INCONCEIVABLE is terrible but take the small victories where you can: it actually remembers "I before E except after C." It's is so indebted to the "(blank) from Hell" concept that it's both a Nanny-from-Hell and a Surrogate Mother-from-Hell thriller, but there's no suspense because Baker has no idea how to present an interesting plot reveal. He constantly shows his cards too soon and can't stop tripping over his own leaden feet. Characters constantly drop exposition into casual conversation that feels stilted and awkward (Angela's miscarriages, her past Xanax abuse), and the plot moves in a completely unreal way with characters doing stupid things, as when Brian demands a urine sample to see if Angela's clean after Katie accuses her of pill-popping, and Angela gives the sample to Katie to take to the lab?! Linda's drowning is immediately followed by Angela and Donna having breakfast and Angela saying "Katie was great when Linda was killed in that boating accident." Wait, you mean the drowning that we just saw? Exactly how much time has passed?  I'm surprised they didn't get up from the table and have Angela say "Remember when we had breakfast and talked about how great Katie was?" When Katie announces she's moving to Colorado for a job, Angela immediately blurts "You can't just leave! Why don't you move into our guest house? You could also be our part-time nanny," with Brian nodding "Absolutely." People don't talk or make important decisions like this. The characters rely on suppositions and assumptions (Angela's phone call to the egg donor facility is a howler), and of course, Brian's younger brother Barry works in a DNA lab and comes through in the end with a key piece of evidence to save the day. It should go without saying that Barry is played by...you guessed it...Jonathan Baker.

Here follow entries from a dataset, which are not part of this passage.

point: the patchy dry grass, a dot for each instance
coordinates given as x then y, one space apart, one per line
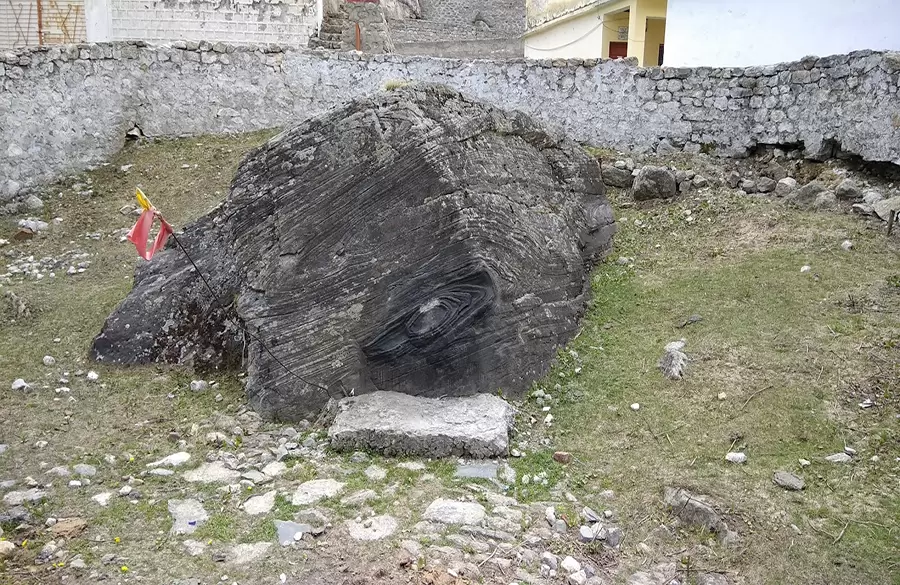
794 354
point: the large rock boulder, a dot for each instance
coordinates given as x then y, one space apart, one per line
416 241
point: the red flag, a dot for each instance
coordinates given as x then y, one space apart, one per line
140 231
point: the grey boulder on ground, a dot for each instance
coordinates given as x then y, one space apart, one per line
654 183
416 241
187 515
694 511
399 424
788 480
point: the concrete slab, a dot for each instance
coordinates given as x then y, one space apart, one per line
399 424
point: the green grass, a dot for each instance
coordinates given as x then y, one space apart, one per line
794 353
781 345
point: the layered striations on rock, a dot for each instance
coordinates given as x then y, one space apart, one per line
417 241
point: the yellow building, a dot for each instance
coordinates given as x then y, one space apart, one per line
602 28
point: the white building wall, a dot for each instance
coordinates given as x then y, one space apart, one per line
735 33
287 22
580 37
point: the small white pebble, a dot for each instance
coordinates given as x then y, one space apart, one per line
736 457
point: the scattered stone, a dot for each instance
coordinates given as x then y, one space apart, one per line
614 536
359 498
412 465
788 480
291 532
315 490
674 360
884 207
693 511
589 515
85 470
375 473
375 528
578 577
454 512
257 477
654 183
563 457
711 579
244 554
33 203
214 472
839 458
7 549
735 457
766 185
187 515
486 470
848 190
102 498
173 460
824 200
258 505
872 197
194 548
31 496
785 187
733 179
616 177
274 469
570 565
475 426
592 533
68 527
806 195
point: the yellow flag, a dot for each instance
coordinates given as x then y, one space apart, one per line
142 199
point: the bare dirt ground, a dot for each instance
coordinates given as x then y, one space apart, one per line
780 362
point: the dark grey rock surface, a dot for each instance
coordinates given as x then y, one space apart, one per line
417 241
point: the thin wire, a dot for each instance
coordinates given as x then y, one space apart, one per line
602 24
240 325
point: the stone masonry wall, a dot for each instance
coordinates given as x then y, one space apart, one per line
67 107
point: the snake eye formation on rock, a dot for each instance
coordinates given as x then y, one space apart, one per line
416 241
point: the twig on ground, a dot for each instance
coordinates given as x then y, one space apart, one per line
841 535
754 395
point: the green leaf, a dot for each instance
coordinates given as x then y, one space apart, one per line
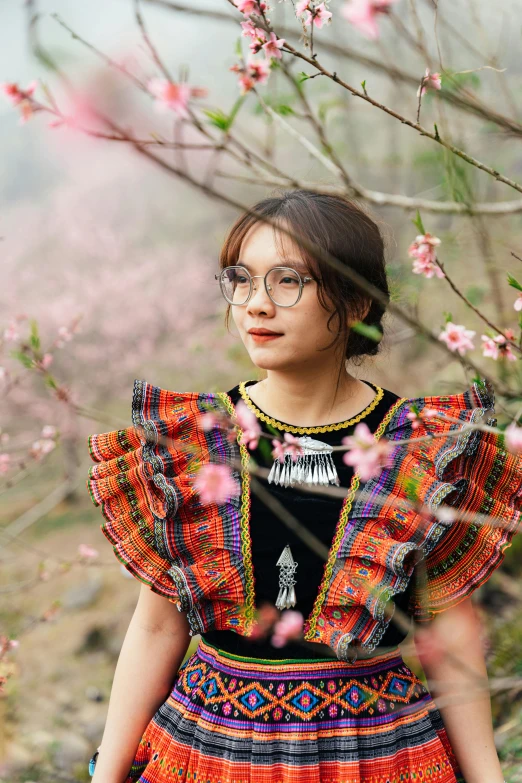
372 332
514 282
418 223
475 294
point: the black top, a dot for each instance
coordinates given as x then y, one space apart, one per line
320 514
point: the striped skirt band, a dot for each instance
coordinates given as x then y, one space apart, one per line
234 719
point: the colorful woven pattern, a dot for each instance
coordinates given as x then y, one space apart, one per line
230 719
200 557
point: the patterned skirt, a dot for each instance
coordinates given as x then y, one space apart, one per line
231 719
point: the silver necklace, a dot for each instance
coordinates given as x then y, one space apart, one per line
286 598
314 466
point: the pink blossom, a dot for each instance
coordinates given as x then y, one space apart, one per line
362 14
432 80
367 454
42 447
254 72
289 445
498 346
250 30
176 96
290 626
423 251
457 337
11 334
318 15
87 552
5 463
248 7
21 98
513 438
249 424
273 46
215 483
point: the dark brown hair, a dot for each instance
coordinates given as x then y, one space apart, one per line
345 231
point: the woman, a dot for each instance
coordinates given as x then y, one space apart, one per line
338 705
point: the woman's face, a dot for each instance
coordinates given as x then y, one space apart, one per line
302 327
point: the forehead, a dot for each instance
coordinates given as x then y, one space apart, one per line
260 247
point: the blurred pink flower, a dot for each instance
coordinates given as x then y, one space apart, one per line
11 334
215 483
367 454
254 72
363 14
457 337
423 251
176 96
273 46
5 463
432 80
317 15
87 552
41 447
494 347
248 7
513 438
289 627
249 424
289 445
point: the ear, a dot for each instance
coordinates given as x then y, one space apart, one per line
360 315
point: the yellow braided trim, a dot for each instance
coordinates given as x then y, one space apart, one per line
248 611
311 622
309 430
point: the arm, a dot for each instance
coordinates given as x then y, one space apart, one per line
458 681
154 647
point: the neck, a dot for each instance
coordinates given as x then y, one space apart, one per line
308 400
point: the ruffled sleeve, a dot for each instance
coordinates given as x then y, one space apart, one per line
389 535
481 484
143 483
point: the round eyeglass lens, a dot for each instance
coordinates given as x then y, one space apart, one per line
283 285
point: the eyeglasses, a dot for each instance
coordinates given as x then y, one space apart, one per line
283 285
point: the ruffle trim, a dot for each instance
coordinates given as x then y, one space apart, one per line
143 482
383 537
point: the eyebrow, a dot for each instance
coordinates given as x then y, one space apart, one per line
298 265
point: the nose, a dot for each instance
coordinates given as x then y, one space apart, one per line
259 287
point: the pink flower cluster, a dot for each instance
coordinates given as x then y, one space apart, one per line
457 338
255 71
21 98
363 15
172 96
315 14
422 249
366 454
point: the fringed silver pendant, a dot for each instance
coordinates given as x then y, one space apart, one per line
314 466
286 598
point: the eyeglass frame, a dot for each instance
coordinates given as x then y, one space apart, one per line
302 281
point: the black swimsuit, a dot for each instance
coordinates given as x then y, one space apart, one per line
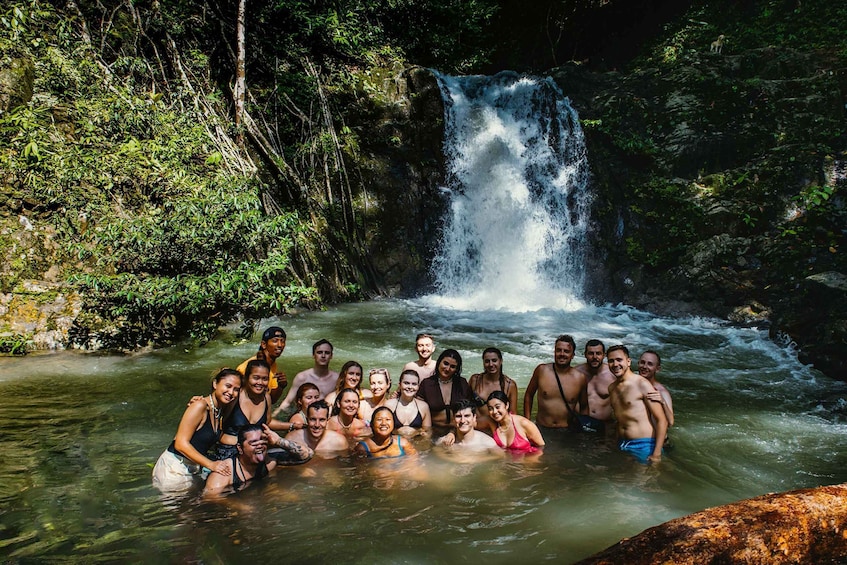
417 421
238 420
202 440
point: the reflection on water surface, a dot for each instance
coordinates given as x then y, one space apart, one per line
81 432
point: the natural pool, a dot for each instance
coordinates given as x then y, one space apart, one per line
81 432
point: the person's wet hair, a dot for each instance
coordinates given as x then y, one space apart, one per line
499 355
499 395
567 338
594 343
318 405
618 348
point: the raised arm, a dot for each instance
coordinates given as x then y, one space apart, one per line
529 394
660 424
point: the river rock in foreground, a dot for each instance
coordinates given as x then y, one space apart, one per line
802 526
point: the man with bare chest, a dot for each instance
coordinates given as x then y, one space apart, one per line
599 378
642 426
320 374
562 389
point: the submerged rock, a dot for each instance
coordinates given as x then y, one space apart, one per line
802 526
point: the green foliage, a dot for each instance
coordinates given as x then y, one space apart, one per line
14 344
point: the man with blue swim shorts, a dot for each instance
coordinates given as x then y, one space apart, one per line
642 425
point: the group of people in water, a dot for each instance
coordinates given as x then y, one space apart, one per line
233 435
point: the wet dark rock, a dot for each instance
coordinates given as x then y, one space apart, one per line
799 527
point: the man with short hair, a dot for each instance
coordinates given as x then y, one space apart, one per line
270 348
251 462
599 378
466 434
315 436
648 365
425 364
320 374
562 389
642 425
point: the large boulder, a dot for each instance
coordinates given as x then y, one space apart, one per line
799 527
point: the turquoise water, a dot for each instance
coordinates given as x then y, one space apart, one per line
81 432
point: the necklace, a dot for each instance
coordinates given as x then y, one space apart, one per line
390 443
215 410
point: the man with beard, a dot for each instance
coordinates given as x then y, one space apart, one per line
562 389
599 378
642 425
251 462
425 364
320 374
315 436
270 348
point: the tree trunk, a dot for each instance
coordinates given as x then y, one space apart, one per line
240 86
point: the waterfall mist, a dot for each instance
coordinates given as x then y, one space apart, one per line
517 179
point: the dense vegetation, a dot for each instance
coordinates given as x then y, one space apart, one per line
169 220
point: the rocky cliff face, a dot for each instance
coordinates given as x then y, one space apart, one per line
721 185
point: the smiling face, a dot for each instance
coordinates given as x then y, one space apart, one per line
447 368
227 389
353 377
465 420
497 410
349 404
379 384
257 381
563 354
492 363
382 423
323 355
425 348
409 385
618 362
594 356
316 422
309 395
273 348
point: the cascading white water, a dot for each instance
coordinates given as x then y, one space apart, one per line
517 181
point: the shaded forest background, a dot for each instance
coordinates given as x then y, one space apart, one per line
134 210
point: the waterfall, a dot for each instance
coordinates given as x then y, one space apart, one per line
517 176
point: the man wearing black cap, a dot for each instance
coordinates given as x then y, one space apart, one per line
272 346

It's nice to see Gershon getting a leading role, but she's better than this uninspired garbage. Academy Award-winner Dunaway, following her triumphant appearance in THE BYE BYE MAN, is thoroughly wasted and only has a few brief scenes, despite her second billing. And it's INCONCEIVABLE how Nic Cage got to here, exactly 20 years to the week that the classic FACE/OFF was unleashed in theaters: third-billed in a vanity project by an infamous reality show douchebag. Cage is an Oscar-winning actor who, at some point, made the conscious decision to play the thankless Matt McCoy role in a belated HAND THAT ROCKS THE CRADLE ripoff 35 years into his career. Cage has one "Cage" moment near the end, but he's on total autopilot here, visibly not giving the slightest whiff of a shit playing the obligatory clueless husband who has no idea what's going on in his own mansion. It's also unclear what kind of a doctor he is, since he's never seen leaving the house or arriving home with a bag or any kind of files indicating that he's employed, and is almost always seen wearing jeans and a leather jacket. I'm willing to be that Baker wanted to play Brian, but someone, whether it was Lionsgate, Grindstone, Emmett/Furla, or any of the six production companies and 25 credited producers involved other than his own "Baker Entertainment Group," vetoed that and insisted on someone notable who could actually act, or once had acted. Baker is just dreadful in his scenes as Barry, and as a director, he's a great day spa owner. None of that stops the auteur from showing off the least humble production company logo ever, one that's shockingly not accompanied by an image of a smiling Baker with a "ting" gleaming off of his teeth. He also extends his personal gratitude to none other than Warren Beatty in the closing credits. And Warren thought the Best Picture debacle at the Oscars would be his biggest movie-related embarrassment of the year?